Fable de la violence et du désir

par Loïc Chahine · publié lundi 19 decembre 2016 · ¶¶¶¶

Le Mandarin merveilleux de Bartók fait partie de ces œuvres qui, comme le Sacre du printemps de Stravinski, rappellent ce que la modernité en musique doit au monde du ballet. Si Bartók tira de son ballet pantomime, commencé en 1918 et achevé en 1924 (puis revu en 1926 et 1931), suite d’orchestre qui est plus souvent jouée que la version intégrale et originale de l’œuvre1, c’est bien cette dernière qui est offerte à l’auditeur, accompagnée de la Suite de danses et d’une œuvre plus rare, Contrastes pour clarinette, violon et piano.

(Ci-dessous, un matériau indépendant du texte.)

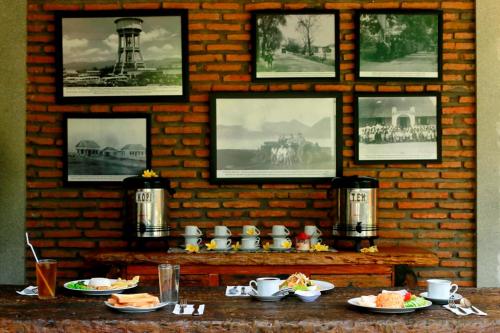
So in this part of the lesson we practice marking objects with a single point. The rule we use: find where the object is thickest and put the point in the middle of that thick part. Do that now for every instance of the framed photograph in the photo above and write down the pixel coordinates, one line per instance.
(295, 45)
(275, 137)
(404, 128)
(399, 44)
(121, 56)
(105, 148)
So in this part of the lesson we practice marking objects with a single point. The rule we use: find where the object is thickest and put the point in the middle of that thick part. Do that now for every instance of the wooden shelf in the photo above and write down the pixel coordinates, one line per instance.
(218, 268)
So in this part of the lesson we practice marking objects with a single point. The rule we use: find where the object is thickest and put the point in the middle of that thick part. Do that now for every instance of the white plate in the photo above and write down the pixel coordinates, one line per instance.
(454, 297)
(97, 292)
(133, 309)
(355, 302)
(321, 285)
(265, 298)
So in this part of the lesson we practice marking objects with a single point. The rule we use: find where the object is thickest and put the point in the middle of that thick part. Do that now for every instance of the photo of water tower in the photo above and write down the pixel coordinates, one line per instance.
(122, 56)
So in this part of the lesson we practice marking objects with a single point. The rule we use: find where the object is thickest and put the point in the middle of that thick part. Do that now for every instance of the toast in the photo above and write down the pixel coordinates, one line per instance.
(142, 300)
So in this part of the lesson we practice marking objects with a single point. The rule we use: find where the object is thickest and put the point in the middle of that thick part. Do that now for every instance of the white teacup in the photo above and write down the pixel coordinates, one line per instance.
(265, 286)
(440, 289)
(222, 243)
(312, 231)
(192, 240)
(280, 230)
(250, 230)
(221, 231)
(315, 240)
(278, 242)
(250, 243)
(192, 230)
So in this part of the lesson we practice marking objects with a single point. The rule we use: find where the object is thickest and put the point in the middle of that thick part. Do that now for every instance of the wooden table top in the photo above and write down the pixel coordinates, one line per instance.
(385, 256)
(330, 313)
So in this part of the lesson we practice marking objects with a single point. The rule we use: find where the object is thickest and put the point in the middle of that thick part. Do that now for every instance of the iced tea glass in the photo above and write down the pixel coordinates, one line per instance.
(46, 273)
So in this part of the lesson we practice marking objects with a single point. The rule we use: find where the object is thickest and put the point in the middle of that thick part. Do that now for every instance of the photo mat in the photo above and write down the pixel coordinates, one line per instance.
(275, 137)
(105, 148)
(397, 128)
(399, 44)
(121, 56)
(295, 45)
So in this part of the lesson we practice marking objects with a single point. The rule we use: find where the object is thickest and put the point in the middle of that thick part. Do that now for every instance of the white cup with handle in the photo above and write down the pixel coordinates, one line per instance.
(250, 230)
(440, 289)
(265, 286)
(280, 230)
(278, 242)
(221, 231)
(192, 230)
(312, 231)
(222, 243)
(250, 243)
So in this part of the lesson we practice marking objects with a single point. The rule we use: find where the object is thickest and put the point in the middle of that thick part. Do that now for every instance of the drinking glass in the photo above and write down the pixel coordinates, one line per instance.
(168, 276)
(46, 274)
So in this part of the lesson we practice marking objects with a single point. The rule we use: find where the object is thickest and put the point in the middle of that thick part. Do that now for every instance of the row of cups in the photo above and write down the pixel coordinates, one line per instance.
(250, 239)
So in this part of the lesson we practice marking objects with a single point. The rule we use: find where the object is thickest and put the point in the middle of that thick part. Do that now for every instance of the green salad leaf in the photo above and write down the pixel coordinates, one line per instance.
(415, 302)
(80, 285)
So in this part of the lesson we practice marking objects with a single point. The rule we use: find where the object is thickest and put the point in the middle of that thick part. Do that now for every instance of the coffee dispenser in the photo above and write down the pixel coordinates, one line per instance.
(146, 207)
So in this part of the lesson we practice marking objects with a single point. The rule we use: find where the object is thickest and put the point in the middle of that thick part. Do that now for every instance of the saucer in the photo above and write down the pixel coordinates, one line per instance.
(266, 298)
(454, 297)
(279, 236)
(280, 249)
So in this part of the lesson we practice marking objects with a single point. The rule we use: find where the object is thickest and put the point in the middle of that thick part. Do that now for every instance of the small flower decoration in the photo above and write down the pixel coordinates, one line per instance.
(236, 246)
(191, 248)
(212, 245)
(371, 249)
(320, 247)
(149, 174)
(251, 232)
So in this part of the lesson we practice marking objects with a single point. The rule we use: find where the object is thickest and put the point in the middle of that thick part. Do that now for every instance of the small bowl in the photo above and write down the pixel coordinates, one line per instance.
(308, 296)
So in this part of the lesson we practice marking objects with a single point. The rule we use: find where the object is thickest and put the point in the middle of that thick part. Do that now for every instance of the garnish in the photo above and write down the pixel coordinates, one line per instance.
(212, 245)
(191, 248)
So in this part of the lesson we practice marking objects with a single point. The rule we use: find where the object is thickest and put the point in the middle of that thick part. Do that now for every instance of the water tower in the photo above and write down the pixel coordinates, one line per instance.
(129, 48)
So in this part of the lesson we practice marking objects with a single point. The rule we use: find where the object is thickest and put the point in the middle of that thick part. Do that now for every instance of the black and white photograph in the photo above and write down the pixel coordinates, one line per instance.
(398, 128)
(295, 45)
(275, 137)
(121, 56)
(399, 44)
(106, 148)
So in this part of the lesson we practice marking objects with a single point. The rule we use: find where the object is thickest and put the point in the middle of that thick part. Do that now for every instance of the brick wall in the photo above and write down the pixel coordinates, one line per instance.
(427, 205)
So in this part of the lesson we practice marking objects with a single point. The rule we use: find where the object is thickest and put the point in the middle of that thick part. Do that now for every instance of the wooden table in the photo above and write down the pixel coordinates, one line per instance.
(228, 268)
(330, 313)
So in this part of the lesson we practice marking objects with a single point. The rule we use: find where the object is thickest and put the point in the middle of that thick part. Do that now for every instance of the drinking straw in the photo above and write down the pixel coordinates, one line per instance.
(38, 268)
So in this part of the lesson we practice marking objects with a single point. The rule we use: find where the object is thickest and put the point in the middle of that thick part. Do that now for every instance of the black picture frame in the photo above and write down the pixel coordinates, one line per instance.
(397, 128)
(277, 137)
(408, 47)
(121, 56)
(105, 148)
(294, 59)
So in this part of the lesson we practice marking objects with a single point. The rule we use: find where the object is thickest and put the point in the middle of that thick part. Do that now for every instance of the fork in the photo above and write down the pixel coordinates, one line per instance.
(182, 305)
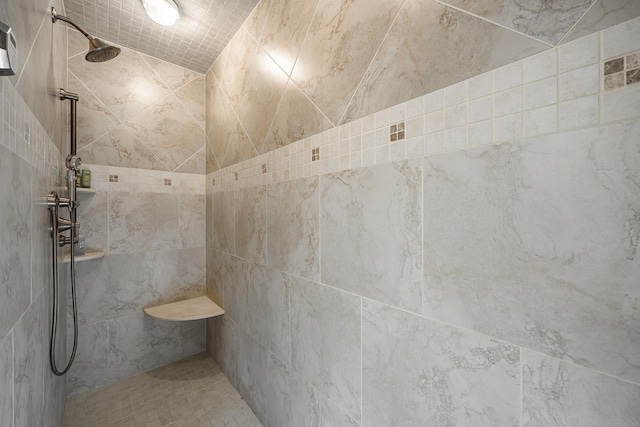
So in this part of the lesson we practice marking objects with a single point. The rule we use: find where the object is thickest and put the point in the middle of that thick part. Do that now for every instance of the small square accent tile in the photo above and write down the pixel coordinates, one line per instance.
(633, 76)
(396, 132)
(613, 66)
(633, 61)
(613, 81)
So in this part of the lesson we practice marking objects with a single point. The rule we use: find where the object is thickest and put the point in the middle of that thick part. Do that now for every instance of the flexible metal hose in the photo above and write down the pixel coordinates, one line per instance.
(53, 210)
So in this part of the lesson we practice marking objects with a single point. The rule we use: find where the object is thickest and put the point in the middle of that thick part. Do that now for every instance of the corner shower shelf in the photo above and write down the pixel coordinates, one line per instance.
(82, 190)
(86, 257)
(190, 309)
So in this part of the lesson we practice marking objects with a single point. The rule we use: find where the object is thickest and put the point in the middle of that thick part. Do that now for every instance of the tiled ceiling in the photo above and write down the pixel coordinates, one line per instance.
(195, 41)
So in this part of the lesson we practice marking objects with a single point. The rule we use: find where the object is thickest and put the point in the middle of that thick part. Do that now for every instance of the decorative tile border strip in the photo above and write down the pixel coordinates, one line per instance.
(23, 134)
(561, 89)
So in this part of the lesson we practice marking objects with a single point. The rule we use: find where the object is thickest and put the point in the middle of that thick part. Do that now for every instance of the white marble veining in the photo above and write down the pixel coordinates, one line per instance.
(293, 227)
(269, 307)
(15, 221)
(543, 233)
(6, 380)
(192, 217)
(419, 372)
(250, 211)
(111, 287)
(252, 374)
(157, 229)
(223, 222)
(326, 345)
(234, 274)
(90, 368)
(174, 274)
(561, 394)
(371, 238)
(292, 402)
(30, 352)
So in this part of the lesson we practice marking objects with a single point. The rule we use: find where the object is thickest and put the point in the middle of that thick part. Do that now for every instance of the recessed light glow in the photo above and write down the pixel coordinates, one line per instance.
(164, 12)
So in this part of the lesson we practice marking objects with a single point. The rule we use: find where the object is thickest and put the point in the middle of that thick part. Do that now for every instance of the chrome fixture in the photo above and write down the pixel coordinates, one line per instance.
(163, 12)
(60, 225)
(99, 51)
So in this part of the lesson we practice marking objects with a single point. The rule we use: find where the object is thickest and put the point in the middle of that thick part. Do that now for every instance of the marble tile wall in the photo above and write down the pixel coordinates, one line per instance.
(137, 111)
(473, 250)
(151, 226)
(32, 133)
(295, 70)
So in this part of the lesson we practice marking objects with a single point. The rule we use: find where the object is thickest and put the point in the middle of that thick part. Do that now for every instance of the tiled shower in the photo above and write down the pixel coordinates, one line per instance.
(412, 213)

Le titre du Mandarin merveilleux fait peut-être penser à un univers de conte chinois plein de rêve et d’évasion. L’œuvre en est fort éloignée : l’introduction tonitruante décrit le bruit, le fracas, l’agitation d’une « grande ville moderne » — Bartók en avait horreur. L’action se passe dans un appartement occupé par trois vagabonds-voleurs et une femme, Mimi. En manque d’argent, les trois larrons vont avoir l’idée de plus ou moins prostituer Mimi : elle devra aguicher des hommes à la fenêtre, et les voleurs se chargeront de les détrousser. Le premier à mordre à l’hameçon est un petit vieux ; Mimi joue le jeu, elle l’aguiche en dansant, mais il n’a pas d’argent, il est donc jeté dehors. Le second, c’est un jeune homme, un « petit étudiant, le visage rose, les cheveux blonds, la cravate avec un large nœud2 » ; celui-là, il lui plaît bien, à Mimi, « il est adorable, ce pauvre petit », ils dansent ensemble ; mais il n’a pas plus d’argent que l’autre, et il est jeté pareillement. Surgit enfin un personnage plus important : « Un Chinois, un large visage jaune, des yeux bridés, inexpressifs, qui ne clignent pas, un regard fixe et perçant comme celui d’un poisson ; […] dans son dos, une longue natte noire » — bref, une sorte de Chinois de fantaisie, qui n’a pas grand-chose à faire au milieu du cadre réaliste (voire prosaïque) jusque-là installé. L’apparition du Mandarin chinois fait, en quelque sorte, basculer l’œuvre du côté de la fable, de l’apologue.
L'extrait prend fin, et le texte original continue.